Having concluded that credible solutions are available, your prospective customer now turns their attention to shortlisting their most promising options, establishing their vision of a solution, and defining their decision criteria, decision team, and timeframe.

This is perhaps the pivotal phase of their entire journey. According to Forrester, the vendor that does the most to shape the customer’s vision goes on to win their business nearly three times out of four.

It is critically important that you actively engage the customer before or during this phase – prior to their issuing a formal tender or RFP document – after which it is often too late to reshape the customer’s thinking. If you do this effectively, you will dramatically increase our chances of winning their business.


The customer is now evaluating the pros-and-cons of their shortlisted options, further refining the business case and seeking to identify their preferred option – which if the business case is not strong enough and if the stakeholders fail to achieve consensus is likely to be a decision to “do nothing”.

In addition to promoting the merits of your proposed solution and establishing the business case, your role during this pivotal phase is to ensure that all stakeholders see the distinct advantages of your approach from their individual perspectives.


The customer’s attention now turns to verifying and finalizing their selection, negotiating the best possible terms, eliminating any remaining reservations, and securing the support of their colleagues for the project. Even though you might have been selected, you are by no means guaranteed the customer’s business.

This is not just about securing the best deal – it is also about diagnosing and dealing with any and all perceived risks or concerns that are associated with either the project itself, the chosen vendor, and the chosen solution.


The project and its associated business justification are now being submitted to the ultimate decision authority for final approval – and often finds itself competing for funding and senior management attention against other investment opportunities.

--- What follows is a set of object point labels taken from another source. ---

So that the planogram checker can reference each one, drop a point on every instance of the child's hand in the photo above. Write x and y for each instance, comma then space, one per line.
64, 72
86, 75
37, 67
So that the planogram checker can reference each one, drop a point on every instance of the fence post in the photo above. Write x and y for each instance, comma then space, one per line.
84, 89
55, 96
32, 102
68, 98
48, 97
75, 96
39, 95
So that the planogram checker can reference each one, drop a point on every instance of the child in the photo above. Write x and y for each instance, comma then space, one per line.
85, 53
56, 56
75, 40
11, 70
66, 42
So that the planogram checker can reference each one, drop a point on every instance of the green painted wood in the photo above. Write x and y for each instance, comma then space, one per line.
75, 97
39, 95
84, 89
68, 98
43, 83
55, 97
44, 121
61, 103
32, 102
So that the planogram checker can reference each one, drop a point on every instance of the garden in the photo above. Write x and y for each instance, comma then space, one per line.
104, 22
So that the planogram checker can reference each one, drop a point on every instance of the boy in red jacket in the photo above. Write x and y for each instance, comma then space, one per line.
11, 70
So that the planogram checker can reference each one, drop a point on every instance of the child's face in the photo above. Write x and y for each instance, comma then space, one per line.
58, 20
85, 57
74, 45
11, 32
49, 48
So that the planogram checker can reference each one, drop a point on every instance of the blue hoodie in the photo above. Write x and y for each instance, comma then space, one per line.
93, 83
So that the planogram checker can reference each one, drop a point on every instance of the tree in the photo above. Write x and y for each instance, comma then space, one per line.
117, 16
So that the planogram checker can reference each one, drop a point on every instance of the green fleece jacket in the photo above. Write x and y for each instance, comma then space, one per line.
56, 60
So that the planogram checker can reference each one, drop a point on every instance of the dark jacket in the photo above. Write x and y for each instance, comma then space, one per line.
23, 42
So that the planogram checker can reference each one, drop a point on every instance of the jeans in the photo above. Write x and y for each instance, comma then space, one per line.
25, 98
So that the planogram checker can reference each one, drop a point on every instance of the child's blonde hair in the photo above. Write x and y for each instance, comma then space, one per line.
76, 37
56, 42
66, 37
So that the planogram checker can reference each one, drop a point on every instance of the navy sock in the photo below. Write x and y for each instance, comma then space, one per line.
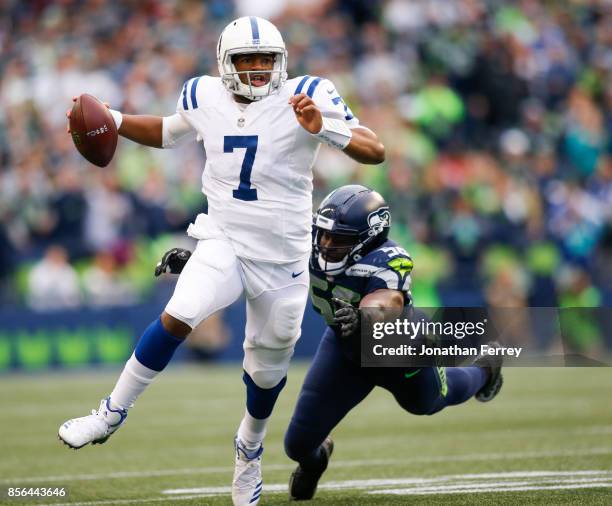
463, 383
260, 401
156, 346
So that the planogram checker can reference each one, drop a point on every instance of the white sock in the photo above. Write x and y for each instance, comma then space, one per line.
252, 431
134, 379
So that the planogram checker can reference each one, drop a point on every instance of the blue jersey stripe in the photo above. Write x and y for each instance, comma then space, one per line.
298, 90
313, 86
254, 29
194, 100
185, 95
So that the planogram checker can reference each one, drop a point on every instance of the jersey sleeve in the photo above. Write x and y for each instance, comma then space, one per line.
190, 96
329, 101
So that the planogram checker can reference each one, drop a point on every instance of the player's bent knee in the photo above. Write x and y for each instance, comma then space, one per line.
300, 444
287, 318
268, 378
174, 326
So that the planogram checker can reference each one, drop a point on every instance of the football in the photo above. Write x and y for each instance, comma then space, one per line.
93, 130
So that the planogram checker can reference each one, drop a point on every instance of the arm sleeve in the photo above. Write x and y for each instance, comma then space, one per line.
174, 129
332, 105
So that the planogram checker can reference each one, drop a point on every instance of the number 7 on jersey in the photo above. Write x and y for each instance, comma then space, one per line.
231, 142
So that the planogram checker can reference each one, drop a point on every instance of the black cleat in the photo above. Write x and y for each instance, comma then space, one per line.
303, 483
492, 364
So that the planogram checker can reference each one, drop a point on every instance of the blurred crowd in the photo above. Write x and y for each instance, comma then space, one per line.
496, 116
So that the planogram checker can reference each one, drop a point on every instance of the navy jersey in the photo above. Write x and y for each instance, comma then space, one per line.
388, 266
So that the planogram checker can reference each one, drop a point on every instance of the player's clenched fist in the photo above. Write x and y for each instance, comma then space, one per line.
307, 113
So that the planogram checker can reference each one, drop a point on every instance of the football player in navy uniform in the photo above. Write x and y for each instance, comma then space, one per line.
355, 265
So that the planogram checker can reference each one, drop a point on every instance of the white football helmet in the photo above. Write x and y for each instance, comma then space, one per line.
245, 35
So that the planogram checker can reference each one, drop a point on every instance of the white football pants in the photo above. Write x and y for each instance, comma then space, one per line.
214, 277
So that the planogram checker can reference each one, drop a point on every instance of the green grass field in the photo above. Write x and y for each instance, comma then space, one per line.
547, 439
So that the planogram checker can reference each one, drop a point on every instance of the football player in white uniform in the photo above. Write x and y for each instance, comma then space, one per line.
261, 132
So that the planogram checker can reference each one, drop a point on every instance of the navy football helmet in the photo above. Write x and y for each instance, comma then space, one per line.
350, 222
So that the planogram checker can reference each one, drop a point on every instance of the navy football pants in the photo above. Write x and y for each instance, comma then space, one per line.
335, 384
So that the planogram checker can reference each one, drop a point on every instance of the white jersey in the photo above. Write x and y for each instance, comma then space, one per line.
258, 173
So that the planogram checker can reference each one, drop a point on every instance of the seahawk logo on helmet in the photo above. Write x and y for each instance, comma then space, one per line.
378, 220
357, 219
249, 35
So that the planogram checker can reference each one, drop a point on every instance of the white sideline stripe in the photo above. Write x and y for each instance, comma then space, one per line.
564, 484
484, 490
361, 484
286, 467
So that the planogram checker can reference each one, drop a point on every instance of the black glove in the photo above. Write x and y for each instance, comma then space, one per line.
347, 316
173, 261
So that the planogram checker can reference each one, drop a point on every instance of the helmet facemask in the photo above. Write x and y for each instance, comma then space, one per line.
276, 76
333, 258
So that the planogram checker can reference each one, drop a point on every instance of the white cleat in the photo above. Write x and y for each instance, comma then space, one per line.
247, 483
95, 428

You may have eliminated all your other competitors as far as this project is concerned – but you also need to make sure that your project’s business case and executive sponsorship are strong enough for it to emerge at the top of the customer’s list of spending priorities. If you fail to pay due attention to this, there’s a significant risk that the project will fall at this final hurdle.

In Conclusion

These descriptions are admittedly somewhat idealized. It is entirely possible that some projects rush through or skip some of these phases altogether. As we’ve already identified, the journey can stall, go into reverse or go forwards. But when key phases are not completed to at least a minimum level – for example, clearly defining their requirements, decision criteria, and process – it is far more likely that the customer’s decision journey will subsequently fail.

You can’t hope to know where your customer is on their journey unless you observe their behavior closely for the relevant indicators. And you can’t assume that their next step will be forwards. But you can facilitate that movement by eliminating anything which is under your control or influence that could otherwise hold them back.